En un seul cas, Minerve, on pourra se plaindre de toi. C’est quand il nous arrive d’arrêter le travail et de considérer la seconde nature que tu nous permis de créer. Ô Chaos ! Ô père des monstres ! Car il se trouve que notre œuvre est effroyablement touffue et dense, comme si la forêt primitive, à peine éclaircie, avait donné le jour à de nouveaux peuples de ronces, moins faciles à pénétrer.

Que de fer ! Que de feu ! Que d’engins variés et que de complexes organes ! Que d’opérations presque inouïes, surajoutées ! Que de connaissances disparates amoncelées ! Supputons les terres nouvelles, les nations sorties de la nuit, les profondeurs du ciel ouvertes, l’imperceptible appréhendé. L’homme, qui inventait afin de s’asservir le monde, est tenu maintenant par les serviteurs nés de lui. Il en est à se demander ce qu’il fera des biens dont il perd le compte. Ô déesse, voilà l’inquiétude moderne. L’état de nos esprits réfléchit l’état de nos cœurs. L’industrie, et la civilisation les ont gravement compliqués.
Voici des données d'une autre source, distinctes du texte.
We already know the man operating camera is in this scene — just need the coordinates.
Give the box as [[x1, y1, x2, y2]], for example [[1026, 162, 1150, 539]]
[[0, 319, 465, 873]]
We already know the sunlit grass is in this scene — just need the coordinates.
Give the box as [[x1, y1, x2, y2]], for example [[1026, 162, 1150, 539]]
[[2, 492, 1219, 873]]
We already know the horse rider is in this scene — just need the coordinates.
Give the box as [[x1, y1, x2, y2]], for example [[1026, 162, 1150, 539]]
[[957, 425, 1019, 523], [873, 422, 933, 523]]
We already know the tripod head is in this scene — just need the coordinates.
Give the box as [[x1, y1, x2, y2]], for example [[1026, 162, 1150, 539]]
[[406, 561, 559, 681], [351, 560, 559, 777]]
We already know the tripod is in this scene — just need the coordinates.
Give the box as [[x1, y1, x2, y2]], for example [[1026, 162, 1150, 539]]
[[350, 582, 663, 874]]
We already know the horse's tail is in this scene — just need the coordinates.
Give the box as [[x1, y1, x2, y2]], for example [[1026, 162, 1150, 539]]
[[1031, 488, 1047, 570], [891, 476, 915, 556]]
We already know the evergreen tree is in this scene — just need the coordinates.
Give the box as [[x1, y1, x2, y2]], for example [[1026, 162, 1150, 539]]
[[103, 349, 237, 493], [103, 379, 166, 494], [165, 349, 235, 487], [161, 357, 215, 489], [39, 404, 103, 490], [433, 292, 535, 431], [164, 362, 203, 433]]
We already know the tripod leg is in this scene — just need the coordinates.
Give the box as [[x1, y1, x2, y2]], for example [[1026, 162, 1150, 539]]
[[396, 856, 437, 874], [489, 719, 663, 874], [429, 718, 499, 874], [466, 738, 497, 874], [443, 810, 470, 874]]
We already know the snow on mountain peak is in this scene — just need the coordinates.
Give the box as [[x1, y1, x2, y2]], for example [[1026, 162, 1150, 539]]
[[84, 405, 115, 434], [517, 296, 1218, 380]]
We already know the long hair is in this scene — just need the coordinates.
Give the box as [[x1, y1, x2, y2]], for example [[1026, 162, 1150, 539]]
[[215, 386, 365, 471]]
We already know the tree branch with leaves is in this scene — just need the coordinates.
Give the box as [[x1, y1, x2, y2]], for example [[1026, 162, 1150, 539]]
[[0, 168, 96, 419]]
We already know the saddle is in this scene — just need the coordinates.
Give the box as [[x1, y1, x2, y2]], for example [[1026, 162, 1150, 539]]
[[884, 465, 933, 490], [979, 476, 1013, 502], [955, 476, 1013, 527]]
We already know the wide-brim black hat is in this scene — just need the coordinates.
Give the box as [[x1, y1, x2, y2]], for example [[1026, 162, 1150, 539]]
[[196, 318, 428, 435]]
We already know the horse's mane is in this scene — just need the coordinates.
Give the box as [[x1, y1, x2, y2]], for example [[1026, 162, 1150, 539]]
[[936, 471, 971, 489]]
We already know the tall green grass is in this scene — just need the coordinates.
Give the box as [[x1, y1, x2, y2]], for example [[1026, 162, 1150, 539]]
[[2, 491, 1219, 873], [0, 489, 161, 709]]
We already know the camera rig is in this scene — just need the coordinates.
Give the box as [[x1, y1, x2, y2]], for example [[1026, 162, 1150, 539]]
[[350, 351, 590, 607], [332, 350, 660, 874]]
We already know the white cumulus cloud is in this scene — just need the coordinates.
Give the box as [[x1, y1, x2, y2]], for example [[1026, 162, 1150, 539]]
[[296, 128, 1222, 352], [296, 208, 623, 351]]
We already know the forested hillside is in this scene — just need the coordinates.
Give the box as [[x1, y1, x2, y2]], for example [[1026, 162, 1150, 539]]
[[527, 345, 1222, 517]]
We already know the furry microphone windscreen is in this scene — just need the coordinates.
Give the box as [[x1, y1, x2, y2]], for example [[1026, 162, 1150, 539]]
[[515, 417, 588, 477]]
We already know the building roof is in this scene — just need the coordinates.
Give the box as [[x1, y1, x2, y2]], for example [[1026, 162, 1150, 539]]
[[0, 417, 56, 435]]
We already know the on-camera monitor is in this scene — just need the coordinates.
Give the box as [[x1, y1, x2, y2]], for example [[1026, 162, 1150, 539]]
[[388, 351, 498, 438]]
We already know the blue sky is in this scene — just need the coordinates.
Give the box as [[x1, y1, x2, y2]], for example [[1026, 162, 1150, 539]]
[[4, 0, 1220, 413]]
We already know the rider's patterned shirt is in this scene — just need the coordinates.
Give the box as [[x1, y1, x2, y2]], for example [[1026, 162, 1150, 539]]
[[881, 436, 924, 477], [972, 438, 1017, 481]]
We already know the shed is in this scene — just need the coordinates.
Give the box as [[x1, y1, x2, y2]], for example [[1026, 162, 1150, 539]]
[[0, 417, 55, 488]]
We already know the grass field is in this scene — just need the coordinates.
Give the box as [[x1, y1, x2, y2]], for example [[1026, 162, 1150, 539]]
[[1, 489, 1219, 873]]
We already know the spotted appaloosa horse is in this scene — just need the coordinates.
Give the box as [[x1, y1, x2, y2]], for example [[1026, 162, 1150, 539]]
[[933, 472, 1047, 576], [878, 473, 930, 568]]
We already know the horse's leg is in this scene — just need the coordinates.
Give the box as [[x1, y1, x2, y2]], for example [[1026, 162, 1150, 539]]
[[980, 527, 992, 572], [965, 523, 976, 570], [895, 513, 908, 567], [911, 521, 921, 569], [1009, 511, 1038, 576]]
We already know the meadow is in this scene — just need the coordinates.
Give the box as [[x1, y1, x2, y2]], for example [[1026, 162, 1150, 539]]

Mais, Minerve, rien ne permet de conjecturer que tu ignoras notre mal. N’as-tu pas assisté à la naissance des civilisations de l’Asie ? Elles étaient tes filles, et tu sentis leur tumultueuse fureur. Tu vis bâtir les villes des ingénieux Mycéniens. Tu connus Tyr, Sidon, l’Égypte, l’Assyrie lointaine, les empires plus éloignés sur les deux bords du fleuve Indus. Athéna, Athéna, dis-nous ce que dit ta sagesse quand, d’entre ces barbares dociles à son conseil, de la plus belle époque de ces barbaries avancées, tu fis paraître en Grèce quelque chose de différent, qui fut meilleur.